Clampitt (2018) explains that data (D) is uncensored facts, figures, & details. It is important to keep in mind that a portion of the data will most likely contain errors. After the available data is filtered and focused on relevant data, it is transformed into Information (I). The stakeholders use that information with their knowledge (K), which includes the skill sets and doctrinal expertise to enable them to not only explain but also predict the outcomes of possible actions. The stakeholders use those predictions with communications to come to decisions and manage their behavior, which is called action (A). Throughout the entire process, feedback is continuous, and under some circumstances, the stakeholder will need to reset the process to stay on the desired path.


Fiction Writers and D-I-K-A

Data: Fiction writers live, read, and learn.

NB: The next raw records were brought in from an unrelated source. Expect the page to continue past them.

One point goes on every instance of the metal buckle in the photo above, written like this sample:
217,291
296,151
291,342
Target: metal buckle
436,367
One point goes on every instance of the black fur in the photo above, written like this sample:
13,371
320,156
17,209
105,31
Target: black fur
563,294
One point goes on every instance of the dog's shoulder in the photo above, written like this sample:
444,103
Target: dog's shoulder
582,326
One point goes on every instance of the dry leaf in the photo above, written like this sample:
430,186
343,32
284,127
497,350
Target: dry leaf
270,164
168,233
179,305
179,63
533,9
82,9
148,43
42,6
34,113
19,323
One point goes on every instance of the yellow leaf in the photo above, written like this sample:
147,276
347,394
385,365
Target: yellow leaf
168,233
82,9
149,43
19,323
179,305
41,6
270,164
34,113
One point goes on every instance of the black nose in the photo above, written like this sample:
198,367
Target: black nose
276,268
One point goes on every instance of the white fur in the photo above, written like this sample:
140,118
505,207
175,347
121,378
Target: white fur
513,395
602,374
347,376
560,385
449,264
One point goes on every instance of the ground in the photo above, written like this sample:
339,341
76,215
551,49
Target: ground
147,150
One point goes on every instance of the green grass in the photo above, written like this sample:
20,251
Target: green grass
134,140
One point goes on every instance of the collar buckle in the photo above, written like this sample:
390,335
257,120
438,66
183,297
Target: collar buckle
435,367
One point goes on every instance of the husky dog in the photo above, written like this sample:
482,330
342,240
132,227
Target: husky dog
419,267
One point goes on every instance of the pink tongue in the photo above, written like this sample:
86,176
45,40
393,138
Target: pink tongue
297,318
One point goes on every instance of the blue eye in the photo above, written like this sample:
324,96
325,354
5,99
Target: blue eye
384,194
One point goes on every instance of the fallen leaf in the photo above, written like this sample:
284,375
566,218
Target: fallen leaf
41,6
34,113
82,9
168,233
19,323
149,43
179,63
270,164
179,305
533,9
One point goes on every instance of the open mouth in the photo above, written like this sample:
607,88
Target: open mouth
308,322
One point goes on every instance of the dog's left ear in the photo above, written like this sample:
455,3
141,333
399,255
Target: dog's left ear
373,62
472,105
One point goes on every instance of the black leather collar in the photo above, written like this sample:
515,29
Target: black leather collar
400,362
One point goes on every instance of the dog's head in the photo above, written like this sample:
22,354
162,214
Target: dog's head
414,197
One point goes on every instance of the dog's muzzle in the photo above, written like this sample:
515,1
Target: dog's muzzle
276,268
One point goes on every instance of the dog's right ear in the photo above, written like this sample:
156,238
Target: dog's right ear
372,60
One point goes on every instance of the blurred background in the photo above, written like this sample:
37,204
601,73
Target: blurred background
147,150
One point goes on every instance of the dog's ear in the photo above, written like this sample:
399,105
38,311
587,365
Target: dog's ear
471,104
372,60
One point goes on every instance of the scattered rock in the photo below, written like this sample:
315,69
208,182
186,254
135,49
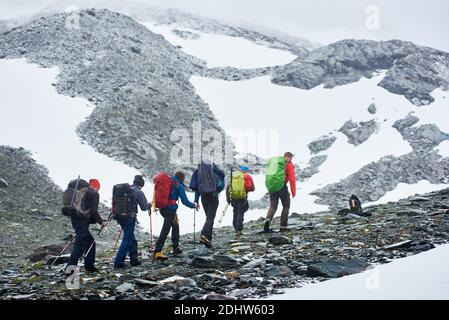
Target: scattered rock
3,183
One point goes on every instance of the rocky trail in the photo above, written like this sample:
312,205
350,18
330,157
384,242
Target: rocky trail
316,248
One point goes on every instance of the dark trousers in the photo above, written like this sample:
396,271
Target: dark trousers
83,241
240,206
284,195
129,242
210,206
170,222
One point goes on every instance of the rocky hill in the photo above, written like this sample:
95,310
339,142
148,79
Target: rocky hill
30,210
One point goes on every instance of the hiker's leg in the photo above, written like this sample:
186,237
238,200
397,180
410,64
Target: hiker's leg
285,199
132,249
124,245
80,228
168,222
175,232
274,201
89,259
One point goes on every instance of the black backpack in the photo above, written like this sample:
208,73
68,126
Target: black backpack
74,199
122,201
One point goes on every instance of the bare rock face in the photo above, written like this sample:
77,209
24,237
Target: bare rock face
358,133
347,61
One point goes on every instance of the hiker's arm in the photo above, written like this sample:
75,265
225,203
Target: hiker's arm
291,178
95,200
142,201
182,194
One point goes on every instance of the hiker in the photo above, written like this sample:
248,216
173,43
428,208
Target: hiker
237,196
280,171
177,191
80,222
207,181
128,224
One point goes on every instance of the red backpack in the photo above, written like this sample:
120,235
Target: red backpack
162,187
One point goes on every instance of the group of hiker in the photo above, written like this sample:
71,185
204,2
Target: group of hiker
81,202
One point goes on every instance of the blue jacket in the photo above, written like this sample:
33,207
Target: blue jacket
179,192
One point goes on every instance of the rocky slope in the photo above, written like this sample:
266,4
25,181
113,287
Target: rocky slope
138,82
413,71
318,247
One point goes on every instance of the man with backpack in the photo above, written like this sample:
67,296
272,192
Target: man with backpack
237,196
84,201
279,172
207,182
133,198
169,206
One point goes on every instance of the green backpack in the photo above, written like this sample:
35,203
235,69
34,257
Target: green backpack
238,186
275,174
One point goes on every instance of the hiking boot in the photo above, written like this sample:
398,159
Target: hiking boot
91,269
159,256
176,251
266,226
206,241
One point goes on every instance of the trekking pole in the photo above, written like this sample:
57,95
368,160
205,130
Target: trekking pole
115,246
70,241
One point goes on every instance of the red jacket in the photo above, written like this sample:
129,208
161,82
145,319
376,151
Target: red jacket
290,177
249,183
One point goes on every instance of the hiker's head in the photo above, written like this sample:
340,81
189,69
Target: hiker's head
288,156
180,175
138,181
94,184
244,169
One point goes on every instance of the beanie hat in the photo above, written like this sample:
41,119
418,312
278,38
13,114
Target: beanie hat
94,183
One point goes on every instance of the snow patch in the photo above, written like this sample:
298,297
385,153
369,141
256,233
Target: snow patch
224,51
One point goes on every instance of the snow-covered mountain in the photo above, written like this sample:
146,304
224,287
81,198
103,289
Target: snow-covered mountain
363,117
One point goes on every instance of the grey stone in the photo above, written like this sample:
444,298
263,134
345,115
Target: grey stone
277,239
372,108
125,287
335,269
279,271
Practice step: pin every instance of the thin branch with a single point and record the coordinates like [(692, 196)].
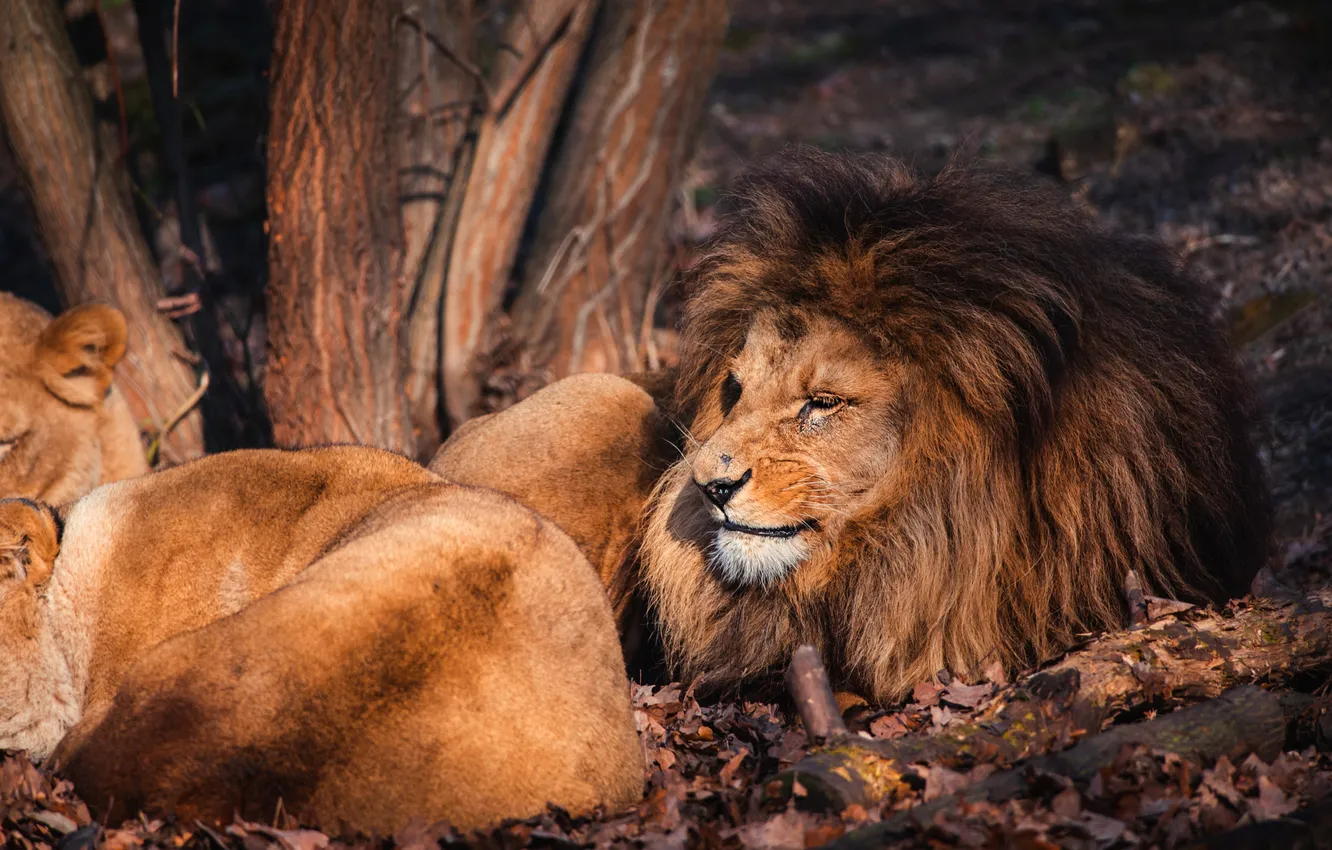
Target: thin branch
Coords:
[(807, 680), (466, 67)]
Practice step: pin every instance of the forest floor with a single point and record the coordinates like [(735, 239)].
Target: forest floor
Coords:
[(1206, 123)]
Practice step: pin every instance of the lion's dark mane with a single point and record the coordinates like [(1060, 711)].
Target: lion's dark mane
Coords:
[(1079, 416)]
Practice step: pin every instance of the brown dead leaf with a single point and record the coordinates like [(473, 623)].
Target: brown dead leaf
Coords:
[(941, 781), (994, 673), (926, 693), (289, 840), (939, 717), (785, 832), (1271, 801), (727, 773), (889, 726), (1159, 606), (1067, 804), (666, 758), (967, 696)]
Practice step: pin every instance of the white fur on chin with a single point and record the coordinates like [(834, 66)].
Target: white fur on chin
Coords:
[(754, 560)]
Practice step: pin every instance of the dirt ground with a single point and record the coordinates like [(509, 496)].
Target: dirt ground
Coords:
[(1206, 123)]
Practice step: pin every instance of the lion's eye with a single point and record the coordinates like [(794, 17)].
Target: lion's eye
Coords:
[(730, 392), (822, 405)]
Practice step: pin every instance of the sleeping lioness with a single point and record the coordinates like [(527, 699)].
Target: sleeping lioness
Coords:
[(64, 428), (336, 629)]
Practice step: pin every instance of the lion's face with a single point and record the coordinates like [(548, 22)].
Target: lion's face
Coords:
[(798, 438), (63, 429)]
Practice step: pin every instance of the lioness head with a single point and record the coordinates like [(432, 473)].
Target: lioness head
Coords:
[(63, 428), (934, 423)]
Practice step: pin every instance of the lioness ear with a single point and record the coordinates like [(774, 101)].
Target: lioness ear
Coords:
[(77, 352), (28, 541)]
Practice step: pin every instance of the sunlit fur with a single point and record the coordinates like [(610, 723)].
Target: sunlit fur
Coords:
[(64, 426), (1040, 407)]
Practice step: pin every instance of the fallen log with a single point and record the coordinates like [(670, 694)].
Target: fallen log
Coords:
[(1159, 666)]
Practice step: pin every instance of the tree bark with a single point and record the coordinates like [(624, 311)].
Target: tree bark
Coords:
[(526, 95), (440, 111), (600, 239), (1163, 665), (336, 296), (80, 199)]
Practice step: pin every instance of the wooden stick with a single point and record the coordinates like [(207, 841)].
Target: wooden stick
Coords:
[(807, 680), (1136, 601)]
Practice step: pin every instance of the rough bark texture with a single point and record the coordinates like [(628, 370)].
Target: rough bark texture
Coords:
[(1167, 664), (528, 88), (440, 111), (80, 197), (336, 293), (600, 239)]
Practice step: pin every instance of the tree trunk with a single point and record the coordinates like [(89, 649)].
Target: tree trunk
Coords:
[(88, 227), (598, 245), (336, 296), (528, 91), (440, 111)]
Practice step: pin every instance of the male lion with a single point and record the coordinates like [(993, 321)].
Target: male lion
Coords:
[(933, 424), (64, 429), (333, 629)]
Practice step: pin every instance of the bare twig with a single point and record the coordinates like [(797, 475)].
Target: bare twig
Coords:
[(189, 404), (465, 65), (175, 51), (807, 680), (1136, 601), (115, 80), (530, 67)]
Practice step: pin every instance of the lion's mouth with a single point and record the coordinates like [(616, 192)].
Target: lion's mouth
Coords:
[(782, 532)]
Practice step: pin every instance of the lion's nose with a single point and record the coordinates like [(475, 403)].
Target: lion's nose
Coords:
[(719, 490)]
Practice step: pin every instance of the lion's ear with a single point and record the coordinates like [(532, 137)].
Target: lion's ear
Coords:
[(79, 351), (29, 541)]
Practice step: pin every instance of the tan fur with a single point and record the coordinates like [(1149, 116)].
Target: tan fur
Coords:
[(584, 452), (64, 428), (1018, 408), (333, 628)]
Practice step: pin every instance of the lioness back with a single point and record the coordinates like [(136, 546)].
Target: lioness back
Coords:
[(163, 554), (64, 428), (584, 452), (449, 657)]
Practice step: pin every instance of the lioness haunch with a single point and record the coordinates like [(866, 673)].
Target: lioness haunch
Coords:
[(333, 628), (931, 423)]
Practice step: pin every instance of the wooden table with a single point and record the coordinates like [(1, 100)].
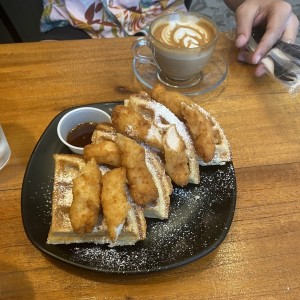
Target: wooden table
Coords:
[(259, 257)]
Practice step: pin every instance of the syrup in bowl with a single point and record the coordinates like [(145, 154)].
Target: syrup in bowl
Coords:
[(81, 135)]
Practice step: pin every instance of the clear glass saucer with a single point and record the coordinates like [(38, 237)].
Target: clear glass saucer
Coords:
[(211, 77)]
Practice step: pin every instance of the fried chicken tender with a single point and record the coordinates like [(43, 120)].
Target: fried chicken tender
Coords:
[(171, 99), (141, 185), (85, 207), (130, 122), (201, 132), (105, 153), (175, 157), (114, 201)]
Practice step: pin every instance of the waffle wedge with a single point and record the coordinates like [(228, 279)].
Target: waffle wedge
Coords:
[(67, 167)]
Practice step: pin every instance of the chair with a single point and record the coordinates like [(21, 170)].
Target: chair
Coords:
[(21, 19)]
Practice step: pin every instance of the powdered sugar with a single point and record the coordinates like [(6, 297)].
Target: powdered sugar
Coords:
[(199, 219)]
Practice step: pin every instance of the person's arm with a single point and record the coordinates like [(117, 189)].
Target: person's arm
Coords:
[(276, 16)]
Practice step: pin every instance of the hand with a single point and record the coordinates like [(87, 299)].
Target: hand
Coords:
[(278, 19)]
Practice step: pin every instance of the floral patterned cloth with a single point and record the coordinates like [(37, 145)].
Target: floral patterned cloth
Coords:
[(106, 18)]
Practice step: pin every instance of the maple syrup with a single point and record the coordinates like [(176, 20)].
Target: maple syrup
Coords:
[(81, 134)]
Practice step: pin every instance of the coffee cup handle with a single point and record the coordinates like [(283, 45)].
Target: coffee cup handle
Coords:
[(142, 50)]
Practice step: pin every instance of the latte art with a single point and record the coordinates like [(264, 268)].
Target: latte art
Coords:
[(183, 35)]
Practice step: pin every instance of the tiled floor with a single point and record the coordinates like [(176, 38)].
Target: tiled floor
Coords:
[(224, 17)]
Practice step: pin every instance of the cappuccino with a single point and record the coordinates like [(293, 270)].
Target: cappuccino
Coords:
[(183, 33), (183, 44)]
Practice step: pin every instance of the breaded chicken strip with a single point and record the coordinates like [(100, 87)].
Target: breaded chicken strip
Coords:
[(171, 99), (175, 157), (130, 122), (114, 201), (105, 153), (85, 207), (201, 132), (141, 185)]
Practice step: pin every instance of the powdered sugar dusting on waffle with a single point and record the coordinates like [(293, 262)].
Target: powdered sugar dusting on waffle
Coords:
[(194, 225), (163, 118)]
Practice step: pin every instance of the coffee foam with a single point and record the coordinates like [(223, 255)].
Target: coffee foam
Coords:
[(184, 33)]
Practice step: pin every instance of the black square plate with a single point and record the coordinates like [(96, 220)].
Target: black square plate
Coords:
[(200, 217)]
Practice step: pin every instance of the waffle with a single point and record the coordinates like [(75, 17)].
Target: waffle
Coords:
[(159, 209), (67, 167)]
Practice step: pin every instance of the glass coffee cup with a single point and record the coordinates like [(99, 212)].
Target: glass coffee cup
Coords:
[(5, 151), (181, 45)]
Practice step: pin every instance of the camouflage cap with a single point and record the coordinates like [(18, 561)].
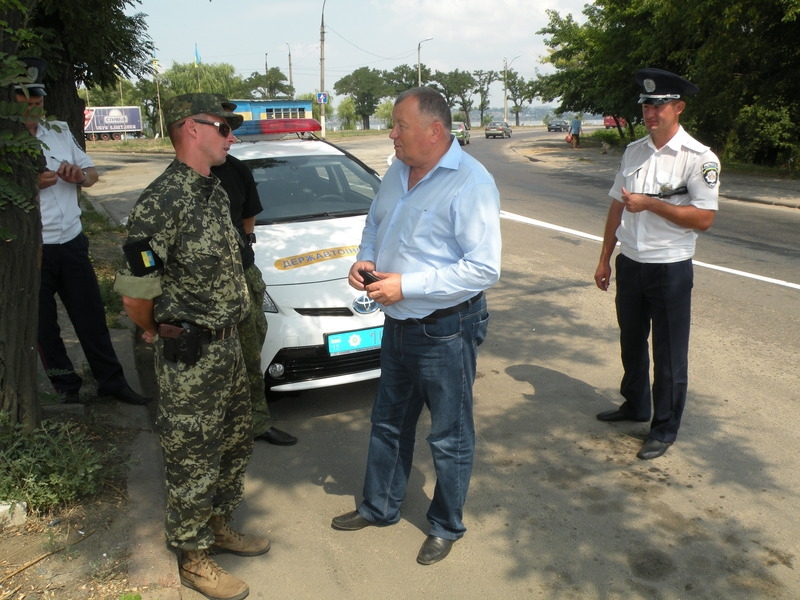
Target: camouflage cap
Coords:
[(189, 105)]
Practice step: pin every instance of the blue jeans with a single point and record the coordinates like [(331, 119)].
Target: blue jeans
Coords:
[(431, 364)]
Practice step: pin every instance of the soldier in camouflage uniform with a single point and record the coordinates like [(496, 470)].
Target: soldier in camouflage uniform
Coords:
[(184, 285), (238, 182)]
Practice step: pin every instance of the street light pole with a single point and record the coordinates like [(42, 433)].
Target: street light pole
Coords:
[(505, 87), (291, 81), (322, 68), (419, 64)]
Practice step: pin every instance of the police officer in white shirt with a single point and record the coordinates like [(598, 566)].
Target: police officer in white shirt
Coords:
[(665, 191)]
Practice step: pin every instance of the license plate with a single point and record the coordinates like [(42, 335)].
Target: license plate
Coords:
[(354, 341)]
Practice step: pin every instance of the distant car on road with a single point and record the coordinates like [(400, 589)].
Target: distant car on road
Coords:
[(557, 125), (498, 129), (608, 122), (461, 131)]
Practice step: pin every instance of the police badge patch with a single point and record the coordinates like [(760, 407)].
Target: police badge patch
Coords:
[(710, 174)]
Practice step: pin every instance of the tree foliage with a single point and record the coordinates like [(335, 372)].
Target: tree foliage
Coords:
[(744, 61), (367, 87), (89, 42)]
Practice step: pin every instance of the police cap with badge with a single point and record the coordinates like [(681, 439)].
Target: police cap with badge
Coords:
[(34, 69), (660, 86)]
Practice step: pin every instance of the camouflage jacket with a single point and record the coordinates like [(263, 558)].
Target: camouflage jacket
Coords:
[(183, 220)]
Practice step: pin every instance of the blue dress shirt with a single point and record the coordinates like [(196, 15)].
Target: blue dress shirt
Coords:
[(442, 235)]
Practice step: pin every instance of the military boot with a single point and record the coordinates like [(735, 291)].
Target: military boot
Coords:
[(199, 572), (229, 540)]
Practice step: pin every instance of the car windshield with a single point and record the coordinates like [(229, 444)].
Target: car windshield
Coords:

They have the option of using not merely their own experiences and imaginations to create a story, but also every piece of data in every library in the world, the entirety of the internet, and any timeline that ever existed in the past or might exist in the future. There are no limits to fiction; however, that much data is obviously too much for a single book.
Information: Fiction writers have to limit the data available to them. Using focused research, they select specific data to populate the story elements for characters, setting, plot, conflict, and resolution. Paula McLain selected the data specific to Martha Gellhorn, Hemingway’s third wife, to tell her story of a journalist and a novelist set during the Spanish Civil War. She takes established historical events, couples them with what is know about the two lovers, and fills in the gaps with her imagination. Contrast that against Chuck Palahniuk’s dystopian satire of the end of the United States. Using the energy of modern political discourse, he imagines special interest groups setting up independent countries where those in charge persecute via the power of the state, that is the barrel of a gun, anyone who does not agree with their particular flavor of intolerance. While fiction has no limits, a single book must have a focus to succeed.
Knowledge: Authors create, muse, and organize potential books by synthesizing theme, a point of view (POV), style, and tone with the approved information. Kevin Powers, a retired army veteran, who has established himself as a respected writer of military stories, uses that skill with a backdrop of the Civil War and the effects of slavery on life a hundred years later. It takes some time to develop adequate skills in those areas, but without them, fiction authors will not succeed.
Action: Eventually the writer has to write. After making decisions about story structure the task that remains is to write, hopefully, the next best-selling novel.  
Feedback: At any step, a writer might discover they have strayed from a successful path. We do not have the untold stories of the ten authors selected by Barnes & Noble as the best 10 of 2018, but it is entirely possible they had to refocus and restart their paths. Since anything is possible with fiction, a viable focus of the potentially best novel of 2019 might be to tell that story for them. 


Summary

The D-K-I-A model is used throughout the business world, but this paper has explained that it works for fiction writers, too. The reason for that is writing fiction is a business. Unless the books stay forever under the writer’s bed, or hidden in the closet, or stored in perpetuity on a thumb drive hidden in a dusty drawer, good fiction stories are destined to be published.

 References

Clampitt, P. G. (2017). Communicating for managerial effectiveness, 6thed. Thousand Oak, CA: Sage Publication, Inc.